Focus Groups

What does an attorney call his or her opinions and beliefs about a pending legal case? The answer is, “untested hypotheses.”

Well, the attorney may not call those opinions and beliefs untested hypotheses but that is what the professionals at Westlake Trial Consulting call them. Do you know what is better than an untested hypothesis? A tested hypothesis. The best way to test a hypothesis about an upcoming trial or mediation is by use of focus groups.

Unlike other trial consulting firms, the professionals at Westlake Trial Consulting conduct different types of focus groups, depending upon your needs.

The scientific approach we use when conducting focus groups and analyzing focus group data gives you the behavioral science edge over your opponent.

Online Focus Group – Online focus groups are focus groups that are conducted over the internet. Focus group participants complete demographic and attitudinal questionnaires.  Then they read case material and respond to jury charge questions. Since each focus group participant responds to case material on their own, there are no group deliberations.  Despite the lack of group deliberations, the online focus group provides reliable information about case themes and likely responses to the jury charge. The advantage of the online focus group is that it can be conducted quickly and usually for much less than the cost of other focus groups.

Concept Focus Group – In preparation for the Concept Focus Group, Westlake Trial Consulting professionals will meet with the attorney to identify case themes, plaintiff’s story, defense arguments, and key plaintiff and defense evidence. Based upon these discussions, Westlake Trial Consulting and the attorney will specify critical case elements that need to be examined during the Concept Focus Group, and the order in which these factors need to be presented. Information that may be discussed in a Concept Focus Group includes but is not limited to plaintiff case summary, defendant’s case summary, open-ended question, documentary evidence, and video presentation of key witnesses.

Deliberation Focus Groups – Deliberation focus groups are conducted by Westlake Trial Consulting professionals and the attorney does not need to be present. This can be a real time-saver for the busy attorney.  In a deliberation focus group, one of the professionals from Westlake Trial Consulting reads case information to the focus group participants, the focus group participants complete an individual jury charge and then they deliberate as a group. Information disseminated during a deliberation focus group typically includes: Information All Parties Agree Upon, Plaintiff Case Summary, Defense Case Summary, one key piece of plaintiff evidence and one key piece of defense evidence.

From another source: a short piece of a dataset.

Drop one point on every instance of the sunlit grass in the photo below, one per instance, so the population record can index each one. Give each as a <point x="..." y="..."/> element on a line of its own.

Presentation Focus Group – The attorneys must attend a presentation focus group because the attorneys are responsible for presenting the case summaries; one attorney must present the plaintiff opening and another attorney must present the defendant opening.  After the case summaries are presented, Westlake Trial Consulting professionals present one key piece of plaintiff evidence and one key piece of defense evidence.  The analyses are a little different in a presentation focus group because we collect data from the focus group participants regarding the presentation made by the attorneys.  This allows us to give the attorneys feedback about how potential jurors react to them.

We start out with all of the focus group participants in one room. We administer various questions to focus group participants designed to measure demographic factors. More importantly, the questionnaires filled out by participants contain research based questionnaires that measure attitudes that are known to relate to how jurors reach verdicts. After we the participants complete questionnaires, the case information is presented. Then each focus group participant completes a jury charge on their own, before they discuss the case with anyone. This allows us to analyze how the demographic and attitudinal factors can be used to predict responses to the questions on the jury charge. Then we divide the focus group participants into groups of eight to ten. Each group elects a foreperson and they deliberate the case.

We generally recommend two rounds of focus groups. We conduct one round of focus groups with twenty to thirty individuals and after we analyze the results of this round of focus groups, we meet with the attorneys and together we brainstorm ways to improve the case presentation. Then the second round of focus groups is conducted.  The second round of focus groups can be either a deliberation focus group or a presentation focus group.

In our experience, most attorneys use focus groups prior to mediation or trial to give themselves a behavioral science edge over their opponents. You might want to think about how a focus group might give you a much needed edge in your work.